Me siento a su lado y le tomo la mano. —Santi, te amo más que a nada en este mundo. Pero no puedo seguir ayudándote así. Esto no es amor, es miedo.
Él llora como cuando era niño y se caía jugando fútbol en la calle. Yo también lloro, porque siento que estoy perdiendo a mi hijo.
Esa noche lo llevo a casa. Julián nos espera en la puerta; por primera vez en meses veo compasión en sus ojos.
—Vamos a buscar ayuda— dice Julián.—Pero tienes que poner de tu parte.
Santiago asiente entre sollozos. Esa noche dormimos los tres bajo el mismo techo, como hace años no pasaba.
Los días siguientes son difíciles. Santiago acepta ir a terapia; yo también busco ayuda psicológica para aprender a poner límites sin sentirme una mala madre. Julián y yo vamos recuperando poco a poco la confianza; hablamos más, discutimos menos.
Pero nada es fácil ni rápido. Hay recaídas: días en que Santiago vuelve a pedir dinero o desaparece por horas. Días en que Julián pierde la paciencia o yo siento ganas de rendirme. Pero también hay pequeños triunfos: una entrevista de trabajo que sí cumple, una tarde en familia sin gritos ni reproches.
Un domingo cualquiera, mientras tomamos café en el balcón viendo llover sobre Medellín, Santiago me mira y dice:
—Gracias por no soltarme del todo, mamá. Pero también gracias por aprender a decirme no.

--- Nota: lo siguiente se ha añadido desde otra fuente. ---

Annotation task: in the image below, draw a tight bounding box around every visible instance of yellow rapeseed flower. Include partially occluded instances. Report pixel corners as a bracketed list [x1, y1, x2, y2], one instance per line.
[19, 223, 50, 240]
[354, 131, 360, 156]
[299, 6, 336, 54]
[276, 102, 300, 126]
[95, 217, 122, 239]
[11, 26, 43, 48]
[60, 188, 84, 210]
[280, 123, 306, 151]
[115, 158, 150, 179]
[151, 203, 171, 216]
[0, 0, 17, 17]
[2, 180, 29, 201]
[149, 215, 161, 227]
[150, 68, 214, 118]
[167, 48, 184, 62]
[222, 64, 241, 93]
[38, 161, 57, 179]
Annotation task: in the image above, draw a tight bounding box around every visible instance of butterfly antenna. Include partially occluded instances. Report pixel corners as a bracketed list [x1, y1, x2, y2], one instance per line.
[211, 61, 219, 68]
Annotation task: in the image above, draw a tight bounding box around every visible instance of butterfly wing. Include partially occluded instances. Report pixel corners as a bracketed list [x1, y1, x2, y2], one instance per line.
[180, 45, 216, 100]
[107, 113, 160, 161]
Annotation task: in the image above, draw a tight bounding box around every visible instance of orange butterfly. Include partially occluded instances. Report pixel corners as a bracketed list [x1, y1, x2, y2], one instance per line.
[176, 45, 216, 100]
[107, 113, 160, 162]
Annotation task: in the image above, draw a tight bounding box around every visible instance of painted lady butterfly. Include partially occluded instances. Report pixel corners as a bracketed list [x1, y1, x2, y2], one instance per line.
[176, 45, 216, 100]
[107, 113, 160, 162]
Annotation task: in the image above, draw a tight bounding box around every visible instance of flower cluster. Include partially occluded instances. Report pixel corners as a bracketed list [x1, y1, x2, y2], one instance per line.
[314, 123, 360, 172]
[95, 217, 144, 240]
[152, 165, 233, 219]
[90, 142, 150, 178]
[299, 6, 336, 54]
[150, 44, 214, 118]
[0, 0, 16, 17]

Lo abrazo fuerte y siento que algo ha cambiado dentro de mí. Entiendo al fin que amar no siempre es dar; a veces es dejar caer para que el otro aprenda a levantarse solo.
Ahora me pregunto: ¿Cuántas madres y padres estarán viviendo lo mismo? ¿Cuándo ayudar deja de ser amor y se convierte en daño? ¿Cómo aprendemos a soltar sin dejar de amar?